Praca zdalna musi zostać uporządkowana. Eksperci: sektor komercyjny zazdrości publicznemu
Jak mówi ekspert rynku pracy z firmy Idea HR Group regulacje w kontekście pracy zdalnej są konieczne z wielu powodów. Jednym z nich jest uporządkowanie sytuacji w firmach: – Bywa, że pracownicy firm komercyjnych zazdroszczą sektorowi budżetowemu takiego „automatycznego” przechodzenia na pracę zdalną. Przedsiębiorcy są do tego mniej skłonni, bo zauważają, że to wymaga daleko idącej reorganizacji pracy. Nasze doświadczenia z pracą zdalną są pozytywne, ale musimy być świadomi, że nie wszyscy przedsiębiorcy potrafią tak przygotować organizację pracy, by było to efektywne, harmonijne i przynoszące satysfakcjonujące rezultaty – mówi Anna Sudolska.

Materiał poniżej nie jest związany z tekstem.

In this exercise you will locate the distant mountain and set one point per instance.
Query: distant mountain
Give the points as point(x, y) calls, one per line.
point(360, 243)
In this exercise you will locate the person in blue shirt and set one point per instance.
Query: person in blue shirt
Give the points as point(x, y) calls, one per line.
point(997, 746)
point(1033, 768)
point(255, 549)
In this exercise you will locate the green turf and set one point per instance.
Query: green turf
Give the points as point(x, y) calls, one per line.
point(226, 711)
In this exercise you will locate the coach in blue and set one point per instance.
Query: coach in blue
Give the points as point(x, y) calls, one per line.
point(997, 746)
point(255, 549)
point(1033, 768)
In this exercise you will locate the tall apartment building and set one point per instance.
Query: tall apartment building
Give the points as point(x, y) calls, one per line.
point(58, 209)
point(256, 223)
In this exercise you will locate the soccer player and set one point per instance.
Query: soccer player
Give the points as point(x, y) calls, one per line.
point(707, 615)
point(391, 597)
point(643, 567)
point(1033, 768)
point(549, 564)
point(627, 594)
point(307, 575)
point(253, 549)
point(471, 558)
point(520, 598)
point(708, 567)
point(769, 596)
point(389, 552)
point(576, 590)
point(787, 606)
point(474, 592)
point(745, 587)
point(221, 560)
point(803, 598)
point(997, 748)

– Regulacje mówiące o pracy zdalnej, przewidują co prawda konieczność zapewnienia przez pracodawcę narzędzi i materiałów niezbędnych do wykonywania pracy, ale brak tu szczegółów, poza tym brak jest przepisów które dotyczyłby zasad wsparcia technicznego ze strony pracodawcy, czy chociażby warunków wypłaty ekwiwalentu pieniężnego w wysokości ustalonej przez strony w wypadku korzystania przez pracownika z własnego sprzętu, jak ma to miejsce chociażby w uregulowanej w Kodeksie pracy, telepracy. Brak regulacji zasad świadczenia pracy w formie zdalnej w przepisach prawa pracy to jedna storna medalu, po drugiej mamy bowiem rosnące koszty prądu a więc sytuację, w której pracownik nie tylko eksploatuje swój prywatny sprzęt komputerowy (o ile nie zapewni mu go pracodawca) ale również obciąża swój domowy budżet zwiększonymi rachunkami za prąd. Biorąc pod uwagę obecną sytuację pandemiczną a także fakt, że praca zdalna staje się coraz częstszą alternatywą dla klasycznej formy świadczenia pracy, koniecznym jest kompleksowe uregulowanie tej materii w Kodeksie pracy – dodaje Łukasz Żak, prawnik i ekspert rynku pracy.